- Country: Eswatini
- Broadcast area: Eswatini
- Headquarters: Mbabane, Eswatini

Programming
- Languages: English and Swazi
- Picture format: 1080i HDTV

Ownership
- Owner: Ultipro

History
- Launched: March 2001
- Former names: Channel S (2001–2018)

= Channel Yemaswati =

Swati television channel

Channel Yemaswati (formerly known as Channel S or Channel Swazi) is Eswatini's only commercial television channel. The channel adopted its current name upon the rename from Swaziland to Eswatini in 2018.

==History==
It was launched in March 2001 by Ultimate Television Productions (Ultipro) using a Ku-band satellite from PanAmSat used by both DStv and Sentech's Vivid, reaching an audience across the SADC region. Although it was set up as a private station, it is owned "on behalf of His Majesty" and was historically known for its limited coverage, compared to Swazi TV, where its signal didn't reach even some large towns.

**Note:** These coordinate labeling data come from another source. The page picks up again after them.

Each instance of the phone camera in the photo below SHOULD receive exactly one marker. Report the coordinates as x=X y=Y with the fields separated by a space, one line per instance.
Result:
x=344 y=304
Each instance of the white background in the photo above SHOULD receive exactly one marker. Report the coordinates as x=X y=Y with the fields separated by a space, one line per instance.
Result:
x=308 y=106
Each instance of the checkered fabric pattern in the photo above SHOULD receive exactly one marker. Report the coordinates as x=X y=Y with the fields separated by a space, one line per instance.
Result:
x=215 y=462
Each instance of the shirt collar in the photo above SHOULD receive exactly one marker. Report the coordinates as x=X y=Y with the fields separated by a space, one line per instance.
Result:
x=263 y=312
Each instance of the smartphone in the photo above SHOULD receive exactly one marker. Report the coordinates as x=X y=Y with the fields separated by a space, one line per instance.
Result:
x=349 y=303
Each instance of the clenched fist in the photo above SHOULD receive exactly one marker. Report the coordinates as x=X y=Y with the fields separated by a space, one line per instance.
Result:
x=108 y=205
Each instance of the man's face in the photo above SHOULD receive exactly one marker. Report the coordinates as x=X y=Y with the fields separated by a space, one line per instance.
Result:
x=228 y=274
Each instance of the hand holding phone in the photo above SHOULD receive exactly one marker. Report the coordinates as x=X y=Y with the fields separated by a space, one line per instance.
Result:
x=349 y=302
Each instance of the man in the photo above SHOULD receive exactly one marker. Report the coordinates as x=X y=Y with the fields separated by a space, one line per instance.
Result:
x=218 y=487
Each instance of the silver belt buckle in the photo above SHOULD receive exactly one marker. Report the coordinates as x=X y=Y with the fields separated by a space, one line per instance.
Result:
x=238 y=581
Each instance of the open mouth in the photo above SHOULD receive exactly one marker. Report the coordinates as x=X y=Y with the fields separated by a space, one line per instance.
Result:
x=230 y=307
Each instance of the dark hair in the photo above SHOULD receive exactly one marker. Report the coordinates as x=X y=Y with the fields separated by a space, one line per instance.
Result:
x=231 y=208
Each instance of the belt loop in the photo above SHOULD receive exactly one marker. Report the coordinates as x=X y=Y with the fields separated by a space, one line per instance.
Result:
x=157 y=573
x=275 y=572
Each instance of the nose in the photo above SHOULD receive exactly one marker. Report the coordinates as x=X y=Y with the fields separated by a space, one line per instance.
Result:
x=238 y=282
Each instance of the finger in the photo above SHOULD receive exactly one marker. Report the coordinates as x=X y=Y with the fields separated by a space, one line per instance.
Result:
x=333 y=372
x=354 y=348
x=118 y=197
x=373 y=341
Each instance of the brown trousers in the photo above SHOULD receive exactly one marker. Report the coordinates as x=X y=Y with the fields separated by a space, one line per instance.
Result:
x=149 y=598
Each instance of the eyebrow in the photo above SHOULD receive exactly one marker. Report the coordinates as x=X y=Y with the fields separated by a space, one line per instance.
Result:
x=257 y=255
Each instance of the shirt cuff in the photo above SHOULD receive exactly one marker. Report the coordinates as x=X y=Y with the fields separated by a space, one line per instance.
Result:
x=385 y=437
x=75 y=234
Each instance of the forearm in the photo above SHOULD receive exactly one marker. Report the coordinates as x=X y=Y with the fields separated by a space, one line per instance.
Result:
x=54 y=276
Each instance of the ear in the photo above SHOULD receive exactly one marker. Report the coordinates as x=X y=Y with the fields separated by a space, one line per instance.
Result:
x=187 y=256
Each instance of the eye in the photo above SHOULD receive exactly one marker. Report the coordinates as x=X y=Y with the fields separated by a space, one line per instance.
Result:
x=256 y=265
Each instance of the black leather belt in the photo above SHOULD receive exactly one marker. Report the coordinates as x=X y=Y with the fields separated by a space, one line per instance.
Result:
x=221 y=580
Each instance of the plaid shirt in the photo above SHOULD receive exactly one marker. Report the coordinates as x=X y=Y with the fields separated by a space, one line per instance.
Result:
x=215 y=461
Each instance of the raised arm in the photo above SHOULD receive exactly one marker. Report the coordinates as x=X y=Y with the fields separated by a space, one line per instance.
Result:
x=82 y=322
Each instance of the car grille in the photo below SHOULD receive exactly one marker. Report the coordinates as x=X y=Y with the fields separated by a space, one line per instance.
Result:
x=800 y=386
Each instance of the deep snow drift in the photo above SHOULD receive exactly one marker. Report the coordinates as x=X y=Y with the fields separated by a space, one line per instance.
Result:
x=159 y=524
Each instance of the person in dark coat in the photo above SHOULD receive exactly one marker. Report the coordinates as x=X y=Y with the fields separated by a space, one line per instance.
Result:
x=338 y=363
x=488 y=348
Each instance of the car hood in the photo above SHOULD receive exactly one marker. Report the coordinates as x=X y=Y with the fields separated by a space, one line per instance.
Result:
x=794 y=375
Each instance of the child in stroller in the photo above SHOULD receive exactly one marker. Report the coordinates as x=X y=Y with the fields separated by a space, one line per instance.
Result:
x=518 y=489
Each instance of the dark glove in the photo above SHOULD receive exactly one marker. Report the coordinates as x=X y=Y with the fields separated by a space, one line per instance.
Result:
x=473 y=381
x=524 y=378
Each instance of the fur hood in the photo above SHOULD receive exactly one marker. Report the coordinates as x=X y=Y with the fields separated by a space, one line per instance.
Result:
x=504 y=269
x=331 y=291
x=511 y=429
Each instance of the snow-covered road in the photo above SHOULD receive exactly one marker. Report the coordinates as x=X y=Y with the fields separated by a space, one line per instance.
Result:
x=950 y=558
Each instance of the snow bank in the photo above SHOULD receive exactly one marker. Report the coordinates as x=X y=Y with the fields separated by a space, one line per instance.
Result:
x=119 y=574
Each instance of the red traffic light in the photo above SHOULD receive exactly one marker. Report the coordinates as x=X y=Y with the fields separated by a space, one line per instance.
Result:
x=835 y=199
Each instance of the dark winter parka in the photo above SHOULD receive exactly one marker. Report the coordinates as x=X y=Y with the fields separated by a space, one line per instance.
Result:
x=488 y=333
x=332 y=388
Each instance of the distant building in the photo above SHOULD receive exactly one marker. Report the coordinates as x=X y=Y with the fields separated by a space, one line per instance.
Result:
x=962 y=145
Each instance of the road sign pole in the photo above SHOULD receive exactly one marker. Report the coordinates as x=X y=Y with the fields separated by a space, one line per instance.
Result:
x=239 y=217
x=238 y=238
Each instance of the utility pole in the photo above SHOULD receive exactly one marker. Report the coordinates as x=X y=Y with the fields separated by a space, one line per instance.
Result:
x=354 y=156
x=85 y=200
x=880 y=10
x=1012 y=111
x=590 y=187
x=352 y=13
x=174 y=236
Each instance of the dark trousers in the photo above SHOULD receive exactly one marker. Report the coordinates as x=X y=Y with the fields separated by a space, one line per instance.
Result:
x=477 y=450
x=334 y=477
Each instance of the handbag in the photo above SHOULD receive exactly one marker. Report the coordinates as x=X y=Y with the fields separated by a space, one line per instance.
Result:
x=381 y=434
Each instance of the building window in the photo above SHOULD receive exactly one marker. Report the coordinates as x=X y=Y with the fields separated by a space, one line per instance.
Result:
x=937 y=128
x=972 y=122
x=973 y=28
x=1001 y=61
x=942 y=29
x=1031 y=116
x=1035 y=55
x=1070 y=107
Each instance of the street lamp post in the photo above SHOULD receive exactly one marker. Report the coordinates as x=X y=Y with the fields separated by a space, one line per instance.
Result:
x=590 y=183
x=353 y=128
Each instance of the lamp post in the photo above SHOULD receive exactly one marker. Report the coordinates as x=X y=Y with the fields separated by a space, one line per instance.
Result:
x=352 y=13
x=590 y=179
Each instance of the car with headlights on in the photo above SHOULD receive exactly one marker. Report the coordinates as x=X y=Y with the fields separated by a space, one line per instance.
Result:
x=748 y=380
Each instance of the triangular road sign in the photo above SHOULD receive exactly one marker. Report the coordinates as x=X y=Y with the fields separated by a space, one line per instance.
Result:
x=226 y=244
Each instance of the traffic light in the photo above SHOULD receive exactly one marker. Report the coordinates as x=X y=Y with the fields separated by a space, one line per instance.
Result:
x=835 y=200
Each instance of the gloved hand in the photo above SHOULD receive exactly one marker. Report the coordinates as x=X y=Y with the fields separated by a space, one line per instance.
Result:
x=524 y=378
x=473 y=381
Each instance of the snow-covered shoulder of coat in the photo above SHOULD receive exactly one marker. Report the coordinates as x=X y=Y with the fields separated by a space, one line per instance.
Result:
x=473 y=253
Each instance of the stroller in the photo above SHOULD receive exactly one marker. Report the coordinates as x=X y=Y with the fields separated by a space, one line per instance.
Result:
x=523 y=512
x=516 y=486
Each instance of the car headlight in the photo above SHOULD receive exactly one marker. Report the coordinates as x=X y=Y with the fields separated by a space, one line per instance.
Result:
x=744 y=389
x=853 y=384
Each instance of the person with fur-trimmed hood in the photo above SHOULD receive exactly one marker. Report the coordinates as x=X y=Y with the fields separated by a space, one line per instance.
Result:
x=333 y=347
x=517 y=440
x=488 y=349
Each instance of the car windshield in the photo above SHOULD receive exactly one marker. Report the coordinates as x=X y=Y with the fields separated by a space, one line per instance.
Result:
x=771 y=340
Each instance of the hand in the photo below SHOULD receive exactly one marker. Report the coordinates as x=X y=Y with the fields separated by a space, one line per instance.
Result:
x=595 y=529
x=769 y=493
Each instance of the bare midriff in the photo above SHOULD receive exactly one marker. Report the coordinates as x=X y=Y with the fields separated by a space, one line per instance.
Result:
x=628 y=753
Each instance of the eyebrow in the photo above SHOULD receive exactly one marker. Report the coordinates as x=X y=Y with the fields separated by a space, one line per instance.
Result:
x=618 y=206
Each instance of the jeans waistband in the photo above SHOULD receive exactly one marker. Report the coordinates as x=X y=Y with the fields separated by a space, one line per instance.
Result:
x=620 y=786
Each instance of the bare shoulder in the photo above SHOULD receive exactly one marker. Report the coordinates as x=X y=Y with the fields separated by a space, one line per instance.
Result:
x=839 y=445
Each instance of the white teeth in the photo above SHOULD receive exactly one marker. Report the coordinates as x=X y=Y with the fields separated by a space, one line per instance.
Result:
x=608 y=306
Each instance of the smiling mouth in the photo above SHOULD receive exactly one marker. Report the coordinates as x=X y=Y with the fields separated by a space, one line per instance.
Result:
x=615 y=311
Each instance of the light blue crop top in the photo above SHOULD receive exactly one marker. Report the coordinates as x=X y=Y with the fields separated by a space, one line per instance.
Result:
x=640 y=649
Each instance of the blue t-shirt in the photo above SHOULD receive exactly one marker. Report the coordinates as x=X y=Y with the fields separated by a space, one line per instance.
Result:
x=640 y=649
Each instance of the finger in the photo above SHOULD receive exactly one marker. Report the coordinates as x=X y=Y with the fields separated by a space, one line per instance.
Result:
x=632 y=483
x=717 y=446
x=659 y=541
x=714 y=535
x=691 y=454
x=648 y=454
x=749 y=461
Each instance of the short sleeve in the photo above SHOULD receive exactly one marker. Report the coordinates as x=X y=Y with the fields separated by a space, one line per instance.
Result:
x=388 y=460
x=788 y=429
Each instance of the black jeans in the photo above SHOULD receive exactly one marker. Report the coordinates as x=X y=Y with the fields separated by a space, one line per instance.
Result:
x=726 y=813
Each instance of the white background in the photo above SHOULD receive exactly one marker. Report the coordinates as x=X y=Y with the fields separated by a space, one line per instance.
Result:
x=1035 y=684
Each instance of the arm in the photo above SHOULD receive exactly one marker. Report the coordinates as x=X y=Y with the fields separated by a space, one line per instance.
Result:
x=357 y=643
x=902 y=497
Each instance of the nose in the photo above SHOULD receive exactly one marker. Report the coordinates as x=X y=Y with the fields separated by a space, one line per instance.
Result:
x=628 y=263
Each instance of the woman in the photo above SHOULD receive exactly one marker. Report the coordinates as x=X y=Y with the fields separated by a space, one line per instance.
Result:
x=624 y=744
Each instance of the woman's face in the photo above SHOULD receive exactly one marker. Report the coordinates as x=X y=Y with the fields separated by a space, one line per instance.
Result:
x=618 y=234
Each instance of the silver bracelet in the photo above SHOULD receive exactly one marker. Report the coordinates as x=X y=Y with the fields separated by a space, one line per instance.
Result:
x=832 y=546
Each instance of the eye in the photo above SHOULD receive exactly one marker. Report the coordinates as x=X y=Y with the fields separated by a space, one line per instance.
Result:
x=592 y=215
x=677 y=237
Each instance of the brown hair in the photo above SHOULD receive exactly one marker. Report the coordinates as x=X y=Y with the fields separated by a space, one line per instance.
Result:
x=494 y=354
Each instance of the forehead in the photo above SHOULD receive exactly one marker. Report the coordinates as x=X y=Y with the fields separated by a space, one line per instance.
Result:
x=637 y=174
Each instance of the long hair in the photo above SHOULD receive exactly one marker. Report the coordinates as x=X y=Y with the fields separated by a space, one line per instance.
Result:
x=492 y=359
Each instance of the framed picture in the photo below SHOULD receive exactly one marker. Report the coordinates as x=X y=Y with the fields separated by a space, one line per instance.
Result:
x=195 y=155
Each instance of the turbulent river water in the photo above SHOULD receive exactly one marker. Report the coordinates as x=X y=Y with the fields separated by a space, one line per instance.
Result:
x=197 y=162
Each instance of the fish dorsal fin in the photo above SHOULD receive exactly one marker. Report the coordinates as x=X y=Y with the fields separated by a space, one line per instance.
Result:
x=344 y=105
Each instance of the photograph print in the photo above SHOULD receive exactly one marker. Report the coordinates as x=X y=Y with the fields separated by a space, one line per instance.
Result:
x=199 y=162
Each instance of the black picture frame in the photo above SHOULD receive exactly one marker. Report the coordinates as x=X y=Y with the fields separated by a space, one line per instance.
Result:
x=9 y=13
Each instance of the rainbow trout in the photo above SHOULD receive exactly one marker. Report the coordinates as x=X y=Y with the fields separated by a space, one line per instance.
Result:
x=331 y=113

In 2008, the channel was involved in a financial scandal, as Qhawe Mamba, the channel's owner, did not receive the earnings from Channel S Club members, being transferred to Ultipro in the process.

Channel S was reported to operated without a license in November 2009. In late October 2010, the channel moved to "half-empty" premises at an office in the Manzini Mall. The station lacked transmitters of its own and was broadcasting on rented South African transmitters and facilities. Contents were saved on a flash drive and sent to Nkoyoyo, where it was uploaded to a server. From then, the server delivered its information to the Johannesburg satellite facilities before beaming back to Swaziland.

In 2021, Qhawe Mamba announced that he would change the channel's news operation to focus more on stories that impact people. Such stories, according to Mamba, bring in high viewing figures.